Internal correspondence between the leaders of the group sheds light on its structure and activities.
The Wired edition managed to get acquainted with previously unpublished documents containing hundreds of messages that were exchanged between members of the notorious cyber-extortionist group Trickbot. The internal correspondence of one of the key members of the group under the pseudonym Target with accomplices during the period from summer to autumn 2020 sheds light on how the group was organized and how it acted. A few months later, US Cyber Command removed much of Trickbot’s infrastructure and temporarily disrupted its operations.
The group is known for attacking medical facilities, although this is taboo for many cyber-ransomware. Judging by the correspondence, Trickbot was preparing to attack medical facilities throughout the United States. Cyber-ransomware was guided by a simple logic – at the peak of the Covid-19 pandemic, hospitals will react very quickly and pay ransoms in order to get back to work as soon as possible. In particular, Target provided a list of 428 hospitals and stated that “panic will begin soon.”
The backbone of the group consists of five key members. Each participant has a role to play – someone leads the development teams, and someone is responsible for the deployment of ransomware. The head of the organization is someone Stern.
In an email dated August 20, 2020, Target reported to Stern about Trickbot’s plans to expand its operations in the coming weeks. In particular, by the end of September it was planned to open six offices for 50-80 people and not just anywhere, but in St. Petersburg. According to Kimberly Goody, head of analytics at security company Mandiant, it is “most likely” that many Trickbot operations are conducted from this city.
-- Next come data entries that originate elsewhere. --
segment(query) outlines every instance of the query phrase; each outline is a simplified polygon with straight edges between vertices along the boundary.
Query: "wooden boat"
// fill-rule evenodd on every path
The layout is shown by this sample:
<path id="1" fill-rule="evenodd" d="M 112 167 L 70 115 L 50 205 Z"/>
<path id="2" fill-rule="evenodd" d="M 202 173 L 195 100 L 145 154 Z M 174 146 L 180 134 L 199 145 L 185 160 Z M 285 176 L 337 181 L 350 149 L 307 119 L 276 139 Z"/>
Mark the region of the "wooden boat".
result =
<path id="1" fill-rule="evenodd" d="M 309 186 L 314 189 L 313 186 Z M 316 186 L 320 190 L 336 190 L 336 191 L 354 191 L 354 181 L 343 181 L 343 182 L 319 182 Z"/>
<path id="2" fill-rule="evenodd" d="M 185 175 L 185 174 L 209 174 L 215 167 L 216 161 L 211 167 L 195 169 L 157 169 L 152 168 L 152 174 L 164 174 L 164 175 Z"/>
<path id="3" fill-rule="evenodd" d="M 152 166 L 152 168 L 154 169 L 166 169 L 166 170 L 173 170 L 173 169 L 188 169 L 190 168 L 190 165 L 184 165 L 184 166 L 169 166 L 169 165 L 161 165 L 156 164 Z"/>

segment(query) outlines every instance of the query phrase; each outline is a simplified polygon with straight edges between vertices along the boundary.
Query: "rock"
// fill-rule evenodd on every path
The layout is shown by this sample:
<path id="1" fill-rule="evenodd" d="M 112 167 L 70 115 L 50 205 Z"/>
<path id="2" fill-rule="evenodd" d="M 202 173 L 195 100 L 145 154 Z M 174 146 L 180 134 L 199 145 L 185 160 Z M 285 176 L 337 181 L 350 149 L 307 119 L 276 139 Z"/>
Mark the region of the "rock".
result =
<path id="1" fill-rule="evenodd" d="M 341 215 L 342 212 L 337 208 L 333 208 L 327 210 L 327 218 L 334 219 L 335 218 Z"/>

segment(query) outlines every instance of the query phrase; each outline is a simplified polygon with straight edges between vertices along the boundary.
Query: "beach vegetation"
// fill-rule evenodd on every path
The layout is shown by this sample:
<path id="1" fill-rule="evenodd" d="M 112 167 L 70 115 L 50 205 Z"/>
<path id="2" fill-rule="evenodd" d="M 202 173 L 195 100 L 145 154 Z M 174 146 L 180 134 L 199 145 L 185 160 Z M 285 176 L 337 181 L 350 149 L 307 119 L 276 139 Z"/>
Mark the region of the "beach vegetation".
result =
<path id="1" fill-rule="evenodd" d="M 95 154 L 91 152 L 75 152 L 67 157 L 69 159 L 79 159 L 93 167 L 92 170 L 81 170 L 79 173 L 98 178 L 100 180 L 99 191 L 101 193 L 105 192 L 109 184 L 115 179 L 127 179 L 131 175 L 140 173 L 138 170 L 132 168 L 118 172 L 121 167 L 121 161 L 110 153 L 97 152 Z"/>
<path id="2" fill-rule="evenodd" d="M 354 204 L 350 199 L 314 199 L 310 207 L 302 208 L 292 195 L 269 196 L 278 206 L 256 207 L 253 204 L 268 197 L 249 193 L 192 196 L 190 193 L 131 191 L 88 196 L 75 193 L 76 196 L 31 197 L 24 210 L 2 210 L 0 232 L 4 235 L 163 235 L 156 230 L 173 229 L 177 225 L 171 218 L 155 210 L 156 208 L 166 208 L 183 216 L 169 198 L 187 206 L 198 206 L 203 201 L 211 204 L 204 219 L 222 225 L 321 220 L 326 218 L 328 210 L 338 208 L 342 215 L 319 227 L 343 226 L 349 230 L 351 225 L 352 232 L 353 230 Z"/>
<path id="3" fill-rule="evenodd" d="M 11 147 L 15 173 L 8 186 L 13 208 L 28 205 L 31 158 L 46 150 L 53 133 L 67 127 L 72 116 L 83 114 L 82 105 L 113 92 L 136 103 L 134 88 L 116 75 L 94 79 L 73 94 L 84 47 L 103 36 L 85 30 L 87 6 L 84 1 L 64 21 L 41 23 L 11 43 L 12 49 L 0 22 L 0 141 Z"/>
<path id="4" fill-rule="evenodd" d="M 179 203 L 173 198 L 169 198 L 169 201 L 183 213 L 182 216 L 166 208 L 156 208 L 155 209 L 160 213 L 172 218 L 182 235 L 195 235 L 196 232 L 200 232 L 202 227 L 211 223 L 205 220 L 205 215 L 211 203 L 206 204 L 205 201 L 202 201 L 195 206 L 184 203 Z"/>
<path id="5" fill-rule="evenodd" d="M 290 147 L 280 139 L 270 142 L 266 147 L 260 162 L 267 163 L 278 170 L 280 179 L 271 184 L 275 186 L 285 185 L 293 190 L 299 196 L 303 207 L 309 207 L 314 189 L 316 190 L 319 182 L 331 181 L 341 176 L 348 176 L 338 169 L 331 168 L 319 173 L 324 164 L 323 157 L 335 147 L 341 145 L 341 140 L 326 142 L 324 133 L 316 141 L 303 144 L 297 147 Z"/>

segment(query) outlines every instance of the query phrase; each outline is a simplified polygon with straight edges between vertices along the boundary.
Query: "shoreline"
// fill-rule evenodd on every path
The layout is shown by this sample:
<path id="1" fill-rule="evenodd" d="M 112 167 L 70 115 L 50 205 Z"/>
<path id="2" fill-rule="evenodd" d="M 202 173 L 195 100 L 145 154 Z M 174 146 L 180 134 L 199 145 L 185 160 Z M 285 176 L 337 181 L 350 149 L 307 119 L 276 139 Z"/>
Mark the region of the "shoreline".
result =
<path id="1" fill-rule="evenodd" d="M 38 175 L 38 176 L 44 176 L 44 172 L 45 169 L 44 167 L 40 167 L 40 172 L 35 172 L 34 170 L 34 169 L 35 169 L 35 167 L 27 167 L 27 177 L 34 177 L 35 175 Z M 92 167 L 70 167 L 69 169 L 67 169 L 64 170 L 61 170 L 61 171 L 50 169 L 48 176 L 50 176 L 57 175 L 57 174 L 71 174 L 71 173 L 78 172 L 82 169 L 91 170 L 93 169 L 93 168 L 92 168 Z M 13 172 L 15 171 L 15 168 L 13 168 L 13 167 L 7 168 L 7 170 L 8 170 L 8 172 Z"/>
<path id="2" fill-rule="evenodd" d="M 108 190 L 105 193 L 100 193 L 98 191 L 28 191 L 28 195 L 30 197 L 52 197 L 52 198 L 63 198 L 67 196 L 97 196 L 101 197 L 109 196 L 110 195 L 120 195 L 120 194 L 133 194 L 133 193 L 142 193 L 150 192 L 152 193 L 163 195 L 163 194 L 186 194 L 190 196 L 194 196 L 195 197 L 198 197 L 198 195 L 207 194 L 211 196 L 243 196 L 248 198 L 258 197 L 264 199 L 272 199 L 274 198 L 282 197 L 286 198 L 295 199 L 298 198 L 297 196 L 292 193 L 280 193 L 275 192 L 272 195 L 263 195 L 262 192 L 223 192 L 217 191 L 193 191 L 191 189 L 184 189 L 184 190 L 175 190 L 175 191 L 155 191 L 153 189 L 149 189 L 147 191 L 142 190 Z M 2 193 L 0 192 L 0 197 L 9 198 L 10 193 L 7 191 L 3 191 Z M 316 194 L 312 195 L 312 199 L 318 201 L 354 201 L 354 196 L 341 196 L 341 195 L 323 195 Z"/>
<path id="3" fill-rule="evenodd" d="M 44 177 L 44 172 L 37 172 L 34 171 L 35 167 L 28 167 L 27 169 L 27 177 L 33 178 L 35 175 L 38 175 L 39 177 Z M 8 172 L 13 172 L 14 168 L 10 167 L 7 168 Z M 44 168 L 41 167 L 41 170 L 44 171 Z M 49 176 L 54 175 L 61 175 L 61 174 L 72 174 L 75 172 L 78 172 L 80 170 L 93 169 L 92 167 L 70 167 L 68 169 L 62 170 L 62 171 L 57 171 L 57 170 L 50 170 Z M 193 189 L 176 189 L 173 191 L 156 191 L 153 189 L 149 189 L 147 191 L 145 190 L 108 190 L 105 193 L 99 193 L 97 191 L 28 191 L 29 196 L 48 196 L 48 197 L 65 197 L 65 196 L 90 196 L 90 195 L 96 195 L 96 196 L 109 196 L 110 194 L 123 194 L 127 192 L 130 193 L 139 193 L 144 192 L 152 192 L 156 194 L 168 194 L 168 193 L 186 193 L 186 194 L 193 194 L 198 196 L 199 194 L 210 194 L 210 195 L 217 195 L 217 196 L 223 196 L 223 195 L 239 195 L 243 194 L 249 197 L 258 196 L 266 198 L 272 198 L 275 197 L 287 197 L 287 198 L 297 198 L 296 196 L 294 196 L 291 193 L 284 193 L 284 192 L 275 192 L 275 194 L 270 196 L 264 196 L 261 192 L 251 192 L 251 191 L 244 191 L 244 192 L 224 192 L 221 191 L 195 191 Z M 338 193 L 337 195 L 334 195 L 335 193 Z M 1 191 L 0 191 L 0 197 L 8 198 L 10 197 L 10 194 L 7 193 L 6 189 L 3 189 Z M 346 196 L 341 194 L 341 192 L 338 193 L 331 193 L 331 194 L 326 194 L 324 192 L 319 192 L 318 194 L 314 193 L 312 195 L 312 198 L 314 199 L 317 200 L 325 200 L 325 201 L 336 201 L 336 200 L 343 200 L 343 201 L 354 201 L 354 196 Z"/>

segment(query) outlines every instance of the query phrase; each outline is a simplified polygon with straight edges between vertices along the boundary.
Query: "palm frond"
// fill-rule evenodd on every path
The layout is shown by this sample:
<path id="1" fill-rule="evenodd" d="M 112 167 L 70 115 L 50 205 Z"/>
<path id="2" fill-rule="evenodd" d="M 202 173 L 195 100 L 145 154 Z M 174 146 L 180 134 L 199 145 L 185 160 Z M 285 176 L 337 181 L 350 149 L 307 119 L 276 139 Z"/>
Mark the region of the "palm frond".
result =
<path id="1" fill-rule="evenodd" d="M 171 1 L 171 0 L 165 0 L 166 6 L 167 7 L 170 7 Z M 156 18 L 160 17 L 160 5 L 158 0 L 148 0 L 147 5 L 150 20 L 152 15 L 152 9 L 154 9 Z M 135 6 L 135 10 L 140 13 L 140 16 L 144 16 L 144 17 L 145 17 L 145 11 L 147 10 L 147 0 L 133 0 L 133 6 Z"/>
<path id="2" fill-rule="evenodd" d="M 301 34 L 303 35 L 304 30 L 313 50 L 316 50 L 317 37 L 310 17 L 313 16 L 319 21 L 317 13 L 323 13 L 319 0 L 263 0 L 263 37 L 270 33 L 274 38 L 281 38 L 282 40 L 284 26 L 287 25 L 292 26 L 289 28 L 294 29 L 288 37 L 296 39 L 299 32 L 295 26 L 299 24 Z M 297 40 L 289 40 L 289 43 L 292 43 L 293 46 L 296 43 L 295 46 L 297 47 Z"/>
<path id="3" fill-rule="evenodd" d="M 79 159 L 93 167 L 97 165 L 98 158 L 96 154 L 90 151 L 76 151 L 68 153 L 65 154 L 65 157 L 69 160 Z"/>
According to correspondence between Target and Stern, the group had three main items of expenditure in mid-2020. Two offices (main and training) were used for current operations. The “hacker” office, with more than 20 employees, was used for interviewing, hiring, as well as for storing equipment and hosting servers.
Judging by the repeated references to “senior managers” in the messages, Trickbot was a kind of corporate structure, and junior staff almost never interacted with senior staff.
The ransomware was deployed by a Professor, who is also associated with the Conti cyber-ransomware group.
In addition to Conti, Trickbot “learned to cooperate” with other groups, in particular with the Ryuk extortionists.
The group hired software developers through ads on forums on the darknet, as well as on open Russian-language sites for freelancers. Of course, the sites on the open Internet did not report that applicants were being offered jobs in a cybercriminal organization. For example, one ad required an experienced reverse engineer with C++ knowledge, ostensibly to work on building web browsers for Windows.
The selection process of candidates took place in several stages in order to weed out those who did not have enough necessary skills, as well as employees of information security companies working “undercover”.
Despite the recent arrests of members of cyber-extortion groups, Trickbot does not seem to have disappeared. On the contrary, according to IBM Security senior consultant Limor Kessem, the group stepped up its operations towards the end of last year. Since early 2022, the IBM security team has been watching Trickbot step up its efforts to bypass security features and hide its activities.